Ignoring p compared to 1 (the derivation was carried out without simplications and gave essentially the same results), writing V₀/S₀ = (1/2)(1 + 1/n) and dropping the second term in (A.1) gives,

$$\text{Δ}{S}_{lg}/R=n\text{ln}(1/2)(1+1/n)+\text{ln}3n(1+1/n)+(n-3)A=n(-\text{ln}2+A)+(\text{ln}3-3A)+\text{ln}n+(n+1)\text{ln}(1+1/n)$$

Expanding,

$$\text{ln}(1+1/n)=\left(1/n-1/2n^2+1/3n^3\dots \right)$$

and

$$\text{Δ}{S}_{lg}/R=n(-\text{ln}2+A)+(1+\text{ln}3-3A)+\text{ln}n+1/2(1/n)-(1/6)\left(1/n^2\right)$$ (A-2)

Thus we have in addition to the linear and constant terms an unalterable In n term and a power series in (1/n).
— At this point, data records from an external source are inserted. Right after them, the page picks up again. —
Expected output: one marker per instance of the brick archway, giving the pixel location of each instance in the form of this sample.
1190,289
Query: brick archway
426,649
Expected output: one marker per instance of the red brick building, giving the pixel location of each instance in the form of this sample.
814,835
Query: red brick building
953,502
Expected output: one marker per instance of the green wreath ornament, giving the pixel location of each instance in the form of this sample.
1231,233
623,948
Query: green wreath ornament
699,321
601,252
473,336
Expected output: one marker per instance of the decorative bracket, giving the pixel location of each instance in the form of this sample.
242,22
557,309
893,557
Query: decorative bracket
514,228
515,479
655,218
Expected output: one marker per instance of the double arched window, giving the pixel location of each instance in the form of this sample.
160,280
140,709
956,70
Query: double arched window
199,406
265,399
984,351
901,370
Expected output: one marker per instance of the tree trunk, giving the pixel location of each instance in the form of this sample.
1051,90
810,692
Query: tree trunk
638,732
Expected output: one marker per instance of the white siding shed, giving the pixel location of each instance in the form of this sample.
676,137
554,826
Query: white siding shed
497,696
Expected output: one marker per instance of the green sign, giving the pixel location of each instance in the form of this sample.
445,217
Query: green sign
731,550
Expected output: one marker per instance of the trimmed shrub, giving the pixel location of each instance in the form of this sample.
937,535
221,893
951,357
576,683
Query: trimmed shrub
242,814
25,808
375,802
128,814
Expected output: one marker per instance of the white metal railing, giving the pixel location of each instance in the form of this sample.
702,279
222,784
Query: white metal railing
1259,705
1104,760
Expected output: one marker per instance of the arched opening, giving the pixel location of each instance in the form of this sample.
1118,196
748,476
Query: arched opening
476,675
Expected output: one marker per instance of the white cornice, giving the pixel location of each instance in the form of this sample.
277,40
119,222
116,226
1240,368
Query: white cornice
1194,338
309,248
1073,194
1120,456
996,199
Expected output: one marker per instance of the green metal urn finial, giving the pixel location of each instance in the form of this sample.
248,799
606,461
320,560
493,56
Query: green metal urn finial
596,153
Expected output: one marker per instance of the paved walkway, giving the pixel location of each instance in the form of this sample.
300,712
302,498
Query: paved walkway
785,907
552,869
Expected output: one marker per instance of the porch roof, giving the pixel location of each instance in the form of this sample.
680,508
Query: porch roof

Of some further interest are the predicted magnitudes of the coefficients. Letting (ϵ₂ − ϵ₁) = 500 cal/mole, then A = 1.0 at 300 °K and we have,

$$\left(\text{Δ}{S}_{lg}/R\right)=0.3n-0.9+\text{ln}n+(1/2)(1/n)-(1/6)\left(1/n^2\right)$$

Experimentally, the liquid crystal entropy differences at 300 °K for the n-paraffins fit roughly,

$$\left(\text{Δ}{S}_{lc}/R\right)=1n+0.5+\text{ln}n+2.6(1/n)-3\left(1/n^2\right)$$

The agreement is not good but we can improve things somewhat by taking account of the extra volume of a CH₃ group compared to a CH₂ group. From the x-ray length of the orthorhombic phase l = (1.27 n + 2) × 10⁻⁸ cm indicating an effective CH₃ length of roughly twice a CH₂ length. Replacing n by n + 2 gives,

$$\left(\text{Δ}{S}_{lg}/R\right)=0.3n-0.3+\text{ln}n+2.5(1/n)-3.2\left(1/n^2\right)+\dots$$

Even the discrepancy in the constant term is now not too disturbing, and the numerical agreement lends some support to the adoption of the above form for ΔS_lc.